According to Order No. 16, TRW moved for summary determination of no violation of Section 337 with respect to the '659 patent. TRW did not dispute that it imports the accused products, but contended that the components are not elements of the asserted claims of the '659 patent nor is the camera that the components are installed in. Specifically, TRW argued that "[b]ecause a camera and components thereof are not an element of any asserted claims of the '659 patent, the accused importation and sale after importation of these products cannot comprise direct infringement of the asserted claims of the '659 patent." In response, Magna argued that a camera is an element of claim 1 of the '659 patent and therefore an element of the asserted claims of the '659 patent.
ALJ Essex found that TRW had not met the high burden of proving that the accused products do not meet every element of the asserted claims of the '695 patent on summary determination. ALJ Essex noted that Magna has not yet had the opportunity to be fully heard on claim construction and obtain a construction on the scope of the asserted claims, and as such a detailed factual analysis comparing the claim terms to the accused products cannot be completed at this time. Accordingly, ALJ Essex found that summary determination of no direct infringement was not warranted.
ALJ Essex also found that there remained genuine disputes as to material facts. For example, ALJ Essex noted that TRW contends that Magna only accused TRW's scalable camera as infringing the asserted claims of the '659 patent, but that Magna contends the asserted claims are directly infringed by an accessory mounting system for a vehicle that contains a TRW scalable camera system.

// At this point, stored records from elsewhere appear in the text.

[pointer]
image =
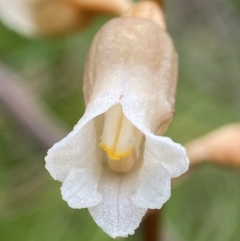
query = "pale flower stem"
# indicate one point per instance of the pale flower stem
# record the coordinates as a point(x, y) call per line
point(221, 146)
point(27, 111)
point(150, 226)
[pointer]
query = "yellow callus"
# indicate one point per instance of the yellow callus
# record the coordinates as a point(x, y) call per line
point(118, 139)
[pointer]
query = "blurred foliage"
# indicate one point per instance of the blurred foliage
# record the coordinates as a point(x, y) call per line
point(204, 204)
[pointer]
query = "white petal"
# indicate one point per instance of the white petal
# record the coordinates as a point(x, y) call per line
point(154, 185)
point(80, 189)
point(77, 150)
point(117, 215)
point(171, 155)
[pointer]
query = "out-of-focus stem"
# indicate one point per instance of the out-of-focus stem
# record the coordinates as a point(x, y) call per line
point(150, 226)
point(160, 2)
point(27, 111)
point(221, 146)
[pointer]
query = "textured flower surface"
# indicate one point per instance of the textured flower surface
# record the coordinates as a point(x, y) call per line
point(114, 162)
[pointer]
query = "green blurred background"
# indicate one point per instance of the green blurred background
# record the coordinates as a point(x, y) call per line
point(205, 205)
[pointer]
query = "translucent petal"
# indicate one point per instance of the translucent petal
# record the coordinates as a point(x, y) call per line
point(80, 189)
point(154, 185)
point(77, 150)
point(116, 214)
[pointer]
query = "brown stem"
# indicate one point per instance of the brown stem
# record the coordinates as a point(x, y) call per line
point(27, 111)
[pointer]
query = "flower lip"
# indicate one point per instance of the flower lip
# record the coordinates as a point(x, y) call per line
point(115, 155)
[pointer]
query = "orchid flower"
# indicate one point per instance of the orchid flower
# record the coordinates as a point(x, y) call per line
point(116, 162)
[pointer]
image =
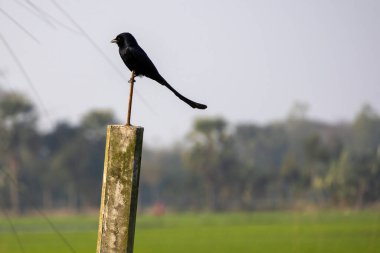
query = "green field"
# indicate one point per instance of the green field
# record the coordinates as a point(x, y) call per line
point(283, 232)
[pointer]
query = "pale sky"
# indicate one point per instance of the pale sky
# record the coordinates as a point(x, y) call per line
point(249, 61)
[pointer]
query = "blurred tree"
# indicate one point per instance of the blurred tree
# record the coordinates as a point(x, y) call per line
point(17, 127)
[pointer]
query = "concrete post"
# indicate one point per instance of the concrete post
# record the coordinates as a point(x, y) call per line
point(120, 189)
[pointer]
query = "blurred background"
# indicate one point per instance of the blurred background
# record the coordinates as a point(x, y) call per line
point(290, 138)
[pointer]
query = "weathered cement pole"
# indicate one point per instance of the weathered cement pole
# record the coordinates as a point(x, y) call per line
point(120, 189)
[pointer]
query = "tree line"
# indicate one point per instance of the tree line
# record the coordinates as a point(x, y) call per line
point(218, 166)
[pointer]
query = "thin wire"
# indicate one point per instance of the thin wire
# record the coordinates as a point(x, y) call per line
point(51, 224)
point(19, 26)
point(26, 76)
point(46, 16)
point(100, 51)
point(14, 231)
point(35, 12)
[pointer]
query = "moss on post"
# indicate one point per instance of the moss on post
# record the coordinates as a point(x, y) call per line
point(120, 189)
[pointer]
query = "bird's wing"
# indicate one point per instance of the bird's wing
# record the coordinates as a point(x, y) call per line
point(143, 65)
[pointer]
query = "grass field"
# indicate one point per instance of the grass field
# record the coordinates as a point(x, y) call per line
point(356, 232)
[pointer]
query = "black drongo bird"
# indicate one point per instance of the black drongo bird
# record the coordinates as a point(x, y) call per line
point(138, 61)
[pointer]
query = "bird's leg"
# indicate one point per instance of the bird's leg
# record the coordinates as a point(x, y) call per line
point(131, 81)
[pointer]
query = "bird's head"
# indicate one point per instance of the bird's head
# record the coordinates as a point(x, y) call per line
point(125, 40)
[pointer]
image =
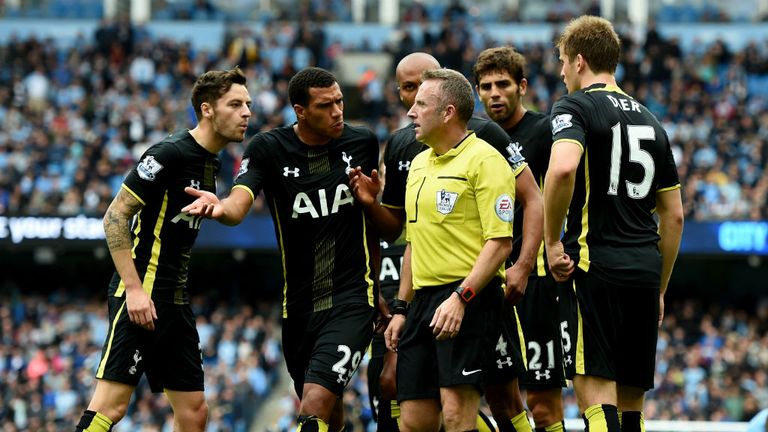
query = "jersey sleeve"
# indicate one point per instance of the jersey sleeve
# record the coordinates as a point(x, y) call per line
point(494, 186)
point(151, 176)
point(250, 176)
point(372, 153)
point(495, 135)
point(668, 177)
point(567, 122)
point(396, 176)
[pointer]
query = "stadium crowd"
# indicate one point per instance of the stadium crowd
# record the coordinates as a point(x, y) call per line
point(75, 119)
point(50, 347)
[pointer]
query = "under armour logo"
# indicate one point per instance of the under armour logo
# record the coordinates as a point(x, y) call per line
point(348, 160)
point(501, 346)
point(136, 359)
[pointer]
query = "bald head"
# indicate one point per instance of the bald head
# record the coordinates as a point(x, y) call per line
point(408, 75)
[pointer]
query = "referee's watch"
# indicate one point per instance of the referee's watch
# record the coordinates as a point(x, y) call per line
point(465, 293)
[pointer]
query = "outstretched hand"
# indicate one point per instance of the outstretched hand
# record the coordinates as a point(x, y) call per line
point(206, 205)
point(365, 188)
point(560, 264)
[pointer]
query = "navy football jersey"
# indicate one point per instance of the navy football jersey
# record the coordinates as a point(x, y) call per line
point(627, 159)
point(532, 137)
point(162, 235)
point(320, 227)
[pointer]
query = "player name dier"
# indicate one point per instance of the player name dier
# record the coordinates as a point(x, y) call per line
point(624, 104)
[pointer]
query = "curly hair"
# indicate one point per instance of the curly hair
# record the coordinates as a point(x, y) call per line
point(212, 85)
point(595, 39)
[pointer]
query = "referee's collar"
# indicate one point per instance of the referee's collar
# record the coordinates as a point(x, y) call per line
point(457, 149)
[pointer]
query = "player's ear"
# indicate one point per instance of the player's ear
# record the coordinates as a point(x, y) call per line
point(206, 110)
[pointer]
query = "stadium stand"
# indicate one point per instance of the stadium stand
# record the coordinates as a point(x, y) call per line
point(77, 112)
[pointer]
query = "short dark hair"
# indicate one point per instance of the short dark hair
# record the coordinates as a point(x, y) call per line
point(212, 85)
point(455, 90)
point(501, 59)
point(311, 77)
point(595, 39)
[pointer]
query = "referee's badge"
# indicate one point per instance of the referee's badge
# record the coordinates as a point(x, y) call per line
point(505, 208)
point(243, 167)
point(446, 201)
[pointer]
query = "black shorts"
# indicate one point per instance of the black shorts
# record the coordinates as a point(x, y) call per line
point(326, 347)
point(424, 364)
point(617, 331)
point(545, 333)
point(170, 355)
point(507, 361)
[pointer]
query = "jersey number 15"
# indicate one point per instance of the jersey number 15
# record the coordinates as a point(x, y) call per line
point(635, 134)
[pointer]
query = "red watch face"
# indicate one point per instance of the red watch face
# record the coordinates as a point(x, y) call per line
point(467, 294)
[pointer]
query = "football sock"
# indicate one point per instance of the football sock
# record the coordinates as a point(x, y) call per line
point(311, 424)
point(91, 421)
point(601, 418)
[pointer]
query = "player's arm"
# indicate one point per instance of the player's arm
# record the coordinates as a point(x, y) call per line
point(229, 211)
point(117, 230)
point(399, 309)
point(388, 221)
point(558, 192)
point(669, 207)
point(527, 192)
point(448, 316)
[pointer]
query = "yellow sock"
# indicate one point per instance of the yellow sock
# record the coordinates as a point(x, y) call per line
point(602, 418)
point(555, 427)
point(92, 421)
point(521, 424)
point(312, 424)
point(484, 424)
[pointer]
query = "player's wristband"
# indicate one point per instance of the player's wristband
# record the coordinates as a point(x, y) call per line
point(399, 307)
point(465, 293)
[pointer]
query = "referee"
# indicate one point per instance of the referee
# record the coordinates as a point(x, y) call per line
point(459, 210)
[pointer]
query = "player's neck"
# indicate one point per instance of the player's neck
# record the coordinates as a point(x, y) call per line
point(515, 118)
point(599, 78)
point(308, 137)
point(207, 140)
point(449, 140)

With respect to contributory infringement, TRW argued that because a forward facing camera is not a claim element TRW cannot contributorily infringe the asserted claims of the '659 patent. In response, Magna contended that TRW does not dispute that General Motor's ("GM") mounting system satisfies the claim elements of the asserted claims of the '659 patent or that it imports the S-Cam 2 and components thereof into the U.S. and sells the S-Cam 2 back into the U.S. Magna argued that because there are genuine issues of material fact regarding whether the S-Cam 2 is a material part of the claimed invention and whether it has any substantial non-infringing uses, TRW's motion should be denied. ALJ Essex found that material facts existed regarding whether the S-CAMS have substantial non-infringing uses and whether TRW knew the combination that its S-CAMS were made for was patented and infringing.
Regarding induced infringement, TRW argued that even if Magna's allegations regarding inducement are true, they are just that: alleged acts. TRW also argued that because a camera and components thereof are not elements in the asserted claims of the '659 patent, TRW's design and importation of them and sale of them to Original Equipment Manufacturer vehicle manufacturers cannot comprise induced infringement. Magna responded that TRW induces infringement by designing its S-CAMS to be mounted in a vehicle in a way that infringes, and instructs, directs, and markets to its customers the means to directly infringe. ALJ Essex found that questions of material fact exist with respect to induced infringement, specifically with respect to the question of whether TRW acted knowingly and with specific intent to encourage direct infringement by GM and whether TRW advertised the means for directly infringement the '659 patent to GM. Accordingly, ALJ Essex denied TRW's motion.